抹茶な風に誘われて。
「かをるちゃん、起きてて大丈夫なの?」

 部屋に入ってきた葉子さんが、驚いたように訊ねた。その手にはおかゆと水の載ったお盆。

 薬と一緒に持ってきてくれた昼食を机に置いて、着替え終わった私に駆け寄ってくる。

「熱が下がったからって、まだ無理しちゃだめよー! 五日も寝込んでたんだから、ゆっくり体力を回復させなきゃ。ほら、座って!」

 半そでのブラウスとスカート、そしてお店のエプロンまできっちり身につけた私を強引に椅子に座らせて、葉子さんが顔をしかめる。

「もう大丈夫です、葉子さん。ご迷惑おかけしてしまって、ごめんなさい。あんまり寝てたら体がなまってしまいますから」

「馬鹿ねえ、迷惑だなんてひとっかけらも思ってないから、そういう水臭いことは言わないの! 本当に心配してるだけなんだから……だって、かをるちゃんが風邪だなんて珍しいし、それにこの前帰ってきてからもずーっと元気なくて、心ここにあらずって感じだったしね。さっ、そろそろ白状してもらうわよ。やっぱりあのハンサムホストくんと何かあったんでしょう」

 腕組みをして軽く睨みつけるふりをする葉子さんに、言葉が出てこない。だってまさに図星だったから、余計にどう答えたらいいかわからないのだ。
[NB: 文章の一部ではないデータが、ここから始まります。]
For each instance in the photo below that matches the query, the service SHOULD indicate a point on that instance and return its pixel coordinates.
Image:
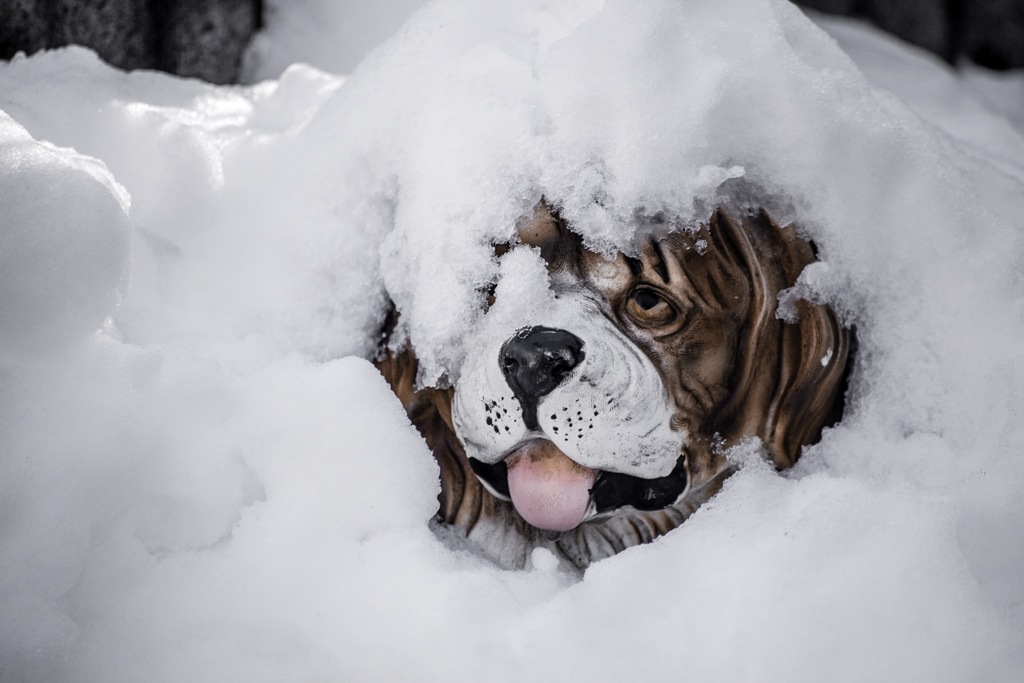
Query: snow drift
(208, 481)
「やっぱりねえ――ちょっと脅しといてよかったわ。かをるちゃんを傷つけた罰よ」

「え、脅し……?」

「そう。うふふん、黙ってようかと思ったんだけどね――彼、昨夜店に来たのよ」

「えっ? 静さんがここに?」

 意外な言葉で見上げた私の肩に手を置いて、葉子さんが嬉しそうに頷く。

「あのお茶会の後から見るからにかをるちゃん元気なかったし、それからすぐ風邪引いて寝込んじゃったでしょう。だからあたし結構怒ってたの。それで、彼が来た瞬間、とっちめてやろうかと思ったのよ」

「と、とっちめてって――」

 あわてる私に、葉子さんはふふと笑って片手を振る。